Increased error rate and latency in some areas of marketplace and merchant portal
Incident Report for Cratejoy
Postmortem

Between 1:09 and 2:21 PM CST we suffered an increased error rate across functions affecting both the Merchant Portal and Marketplace.

The Merchant dashboard was hardest hit, impacting 10% of requests made, while the Marketplace only saw around 4%. The Merchant Portal uses this service heavily, including in the auto-suggest global search bar.

This disruption was caused by a processing anomaly on one node of our primary search cluster. While this service already has built in failover should a node fail, the particular problem did not disable the node but maximized it’s usage drastically lowering the throughput. The result as a user is if you had the luck of being routed to that node, you’d have an extended wait, error or timeout.

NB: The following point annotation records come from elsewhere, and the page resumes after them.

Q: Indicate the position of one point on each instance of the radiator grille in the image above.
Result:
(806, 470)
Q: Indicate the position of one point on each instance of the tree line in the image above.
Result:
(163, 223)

We’ve already reached out to our cloud provider about the issue of the problem with failover.
We are expanding our capacity in our search cluster so that we have extra room for the unexpected going forward.

Posted Jul 06, 2020 - 16:01 CDT

Resolved
Systems stable and performing well since last update, we'll attach a postmortem to this event for those interested.
Posted Jul 06, 2020 - 15:49 CDT
Monitoring
We've seen recovery in the search systems and are currently responding with normal error rates and improved responses. We're continue to work with the problematic system.
Posted Jul 06, 2020 - 14:36 CDT
Investigating
We're having an issue with a new search cluster that's causing some increased load times and occasional error on these services. We're looking into a solution or mitigation.

Storefronts and api are not affected
Posted Jul 06, 2020 - 13:28 CDT
This incident affected: Merchant Portal and Marketplace.